Infoblox Threat Intel has uncovered a sophisticated and coordinated phishing campaign that targeted at least 18 major U.S. universities, using the advanced Evilginx adversary-in-the-middle (AiTM) toolkit to bypass multi-factor authentication (MFA). The months-long cyberattack leveraged more than 70 malicious domains, exposing serious vulnerabilities across higher-education institutions including the University of California, Virginia Commonwealth University, and the University of Michigan.
Evilginx-Powered MFA Bypass Puts Student Accounts at Risk
According to Infoblox, attackers deployed Evilginx v3.0, an open-source phishing framework known for its ability to proxy legitimate login flows, intercept authentication data, and steal session cookies. This allows hackers to bypass MFA protections and gain unauthorized access to university portals—even when students have MFA enabled.
DNS Threat Analysis Exposes the Scale of the Campaign
Through detailed DNS threat intelligence, Infoblox analysts identified nearly 70 interconnected phishing domains, a sophisticated network of short-lived URLs, Cloudflare-obfuscated hosting, and unique subdomains impersonating university SSO portals. The campaign ran from April to November 2025, remaining largely undetected due to advanced evasion techniques.
Key findings include:
- Hijacking of student accounts using AiTM phishing: Attackers stole credentials and session cookies via Evilginx-generated reverse-proxy page
- Mapping of 70+ malicious domains: DNS fingerprints enabled detection despite URL rotation and Cloudflare masking.
- Personalized phishing emails sent to students: Dynamic TinyURL links redirected users to fake login portals with university-branded subdomains.
- Advanced evasion tactics: Cloudflare proxies, rapid domain cycling, and reverse-proxy obfuscation made detection significantly harder.
The investigation began when a campus security practitioner spotted abnormal login activity and reported it to Infoblox Threat Intel. The shared intelligence helped analysts connect patterns across multiple institutions, ultimately revealing a widespread, coordinated attack targeting the higher-education sector.

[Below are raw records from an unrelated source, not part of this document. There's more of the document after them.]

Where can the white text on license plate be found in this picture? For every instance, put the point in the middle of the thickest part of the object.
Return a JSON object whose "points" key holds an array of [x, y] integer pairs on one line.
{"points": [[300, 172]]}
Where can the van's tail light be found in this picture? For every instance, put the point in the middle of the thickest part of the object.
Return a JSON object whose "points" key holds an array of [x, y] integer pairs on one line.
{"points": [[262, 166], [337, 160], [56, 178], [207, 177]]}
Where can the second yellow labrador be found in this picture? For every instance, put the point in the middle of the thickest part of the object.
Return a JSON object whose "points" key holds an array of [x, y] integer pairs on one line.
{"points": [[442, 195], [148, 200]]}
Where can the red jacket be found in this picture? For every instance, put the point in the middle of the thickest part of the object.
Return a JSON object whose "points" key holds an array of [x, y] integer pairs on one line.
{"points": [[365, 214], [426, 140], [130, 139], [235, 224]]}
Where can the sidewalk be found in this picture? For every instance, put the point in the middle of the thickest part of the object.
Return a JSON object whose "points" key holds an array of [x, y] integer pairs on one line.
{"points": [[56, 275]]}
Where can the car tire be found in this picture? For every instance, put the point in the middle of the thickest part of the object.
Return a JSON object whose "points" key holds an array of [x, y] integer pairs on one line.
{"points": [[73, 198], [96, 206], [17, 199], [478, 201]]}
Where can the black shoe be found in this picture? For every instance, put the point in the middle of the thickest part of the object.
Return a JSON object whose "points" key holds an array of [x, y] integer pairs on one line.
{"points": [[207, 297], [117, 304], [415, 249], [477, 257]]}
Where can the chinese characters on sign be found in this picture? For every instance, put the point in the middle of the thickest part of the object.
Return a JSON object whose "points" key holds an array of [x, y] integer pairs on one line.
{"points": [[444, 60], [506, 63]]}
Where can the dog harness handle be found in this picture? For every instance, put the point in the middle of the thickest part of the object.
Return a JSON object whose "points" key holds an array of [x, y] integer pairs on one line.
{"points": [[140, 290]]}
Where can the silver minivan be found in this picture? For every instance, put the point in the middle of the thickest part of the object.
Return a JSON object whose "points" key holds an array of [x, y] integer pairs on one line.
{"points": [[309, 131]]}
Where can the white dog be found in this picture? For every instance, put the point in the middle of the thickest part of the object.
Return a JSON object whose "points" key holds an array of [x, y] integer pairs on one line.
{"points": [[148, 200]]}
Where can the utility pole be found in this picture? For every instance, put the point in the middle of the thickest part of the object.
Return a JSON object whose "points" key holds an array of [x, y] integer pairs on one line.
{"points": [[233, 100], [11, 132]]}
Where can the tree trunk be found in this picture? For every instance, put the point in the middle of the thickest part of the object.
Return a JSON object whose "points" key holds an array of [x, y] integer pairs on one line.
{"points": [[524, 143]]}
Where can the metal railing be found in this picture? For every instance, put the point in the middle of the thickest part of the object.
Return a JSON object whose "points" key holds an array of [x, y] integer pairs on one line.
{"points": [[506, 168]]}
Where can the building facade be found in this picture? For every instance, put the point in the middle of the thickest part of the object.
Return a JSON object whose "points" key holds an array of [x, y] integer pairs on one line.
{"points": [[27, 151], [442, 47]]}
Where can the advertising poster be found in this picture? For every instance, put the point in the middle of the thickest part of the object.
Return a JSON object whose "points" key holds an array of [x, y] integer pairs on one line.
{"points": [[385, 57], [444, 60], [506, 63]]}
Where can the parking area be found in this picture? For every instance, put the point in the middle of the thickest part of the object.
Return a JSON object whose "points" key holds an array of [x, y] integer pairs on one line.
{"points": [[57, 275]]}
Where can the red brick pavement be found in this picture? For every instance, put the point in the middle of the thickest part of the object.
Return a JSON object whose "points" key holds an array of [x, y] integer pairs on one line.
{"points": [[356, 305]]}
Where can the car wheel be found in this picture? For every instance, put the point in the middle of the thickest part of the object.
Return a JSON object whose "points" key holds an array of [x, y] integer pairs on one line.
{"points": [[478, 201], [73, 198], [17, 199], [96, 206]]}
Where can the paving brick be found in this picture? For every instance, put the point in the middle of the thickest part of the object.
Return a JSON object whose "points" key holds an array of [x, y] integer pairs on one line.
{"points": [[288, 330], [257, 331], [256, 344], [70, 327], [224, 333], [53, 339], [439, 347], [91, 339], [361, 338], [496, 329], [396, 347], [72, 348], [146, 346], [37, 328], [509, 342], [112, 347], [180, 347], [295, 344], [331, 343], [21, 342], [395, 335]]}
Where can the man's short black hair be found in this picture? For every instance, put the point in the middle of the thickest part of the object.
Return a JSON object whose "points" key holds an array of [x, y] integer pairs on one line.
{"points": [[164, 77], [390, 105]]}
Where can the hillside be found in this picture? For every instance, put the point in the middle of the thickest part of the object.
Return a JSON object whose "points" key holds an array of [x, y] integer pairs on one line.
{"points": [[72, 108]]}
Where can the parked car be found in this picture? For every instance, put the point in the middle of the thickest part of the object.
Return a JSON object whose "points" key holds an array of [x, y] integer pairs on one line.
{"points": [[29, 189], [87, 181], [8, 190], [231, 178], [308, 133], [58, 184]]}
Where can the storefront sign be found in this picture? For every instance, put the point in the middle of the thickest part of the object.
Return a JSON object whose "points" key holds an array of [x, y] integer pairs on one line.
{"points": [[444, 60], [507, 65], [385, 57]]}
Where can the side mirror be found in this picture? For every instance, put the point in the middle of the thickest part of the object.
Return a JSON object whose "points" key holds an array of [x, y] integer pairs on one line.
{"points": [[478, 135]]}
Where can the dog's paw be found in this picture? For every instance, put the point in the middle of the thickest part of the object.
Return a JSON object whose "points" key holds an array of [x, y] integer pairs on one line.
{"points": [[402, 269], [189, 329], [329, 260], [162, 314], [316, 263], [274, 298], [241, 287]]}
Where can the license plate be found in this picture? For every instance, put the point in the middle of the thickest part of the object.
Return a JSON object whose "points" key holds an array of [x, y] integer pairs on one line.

A Growing Threat to Academic Institutions
Emphasizing the increasing risk to universities, Dr. Renée Burton, Vice President of Infoblox Threat Intel, said, “Higher-education institutions remain prime targets for cybercriminals who show little regard for the systems they compromise or the long-term damage they inflict. In one devastating case, attackers breached the University of Washington’s Burke Museum, destroying parts of its digital specimen catalog—an irreplaceable scientific archive.”
Infoblox continues to track the attacker’s evolving infrastructure, noting that the malicious actor is adapting its phishing toolkit and expanding its targeting profile. The company urges universities to strengthen DNS security, zero-trust authentication, session monitoring, and cybersecurity awareness training to combat rising AiTM-based phishing threats.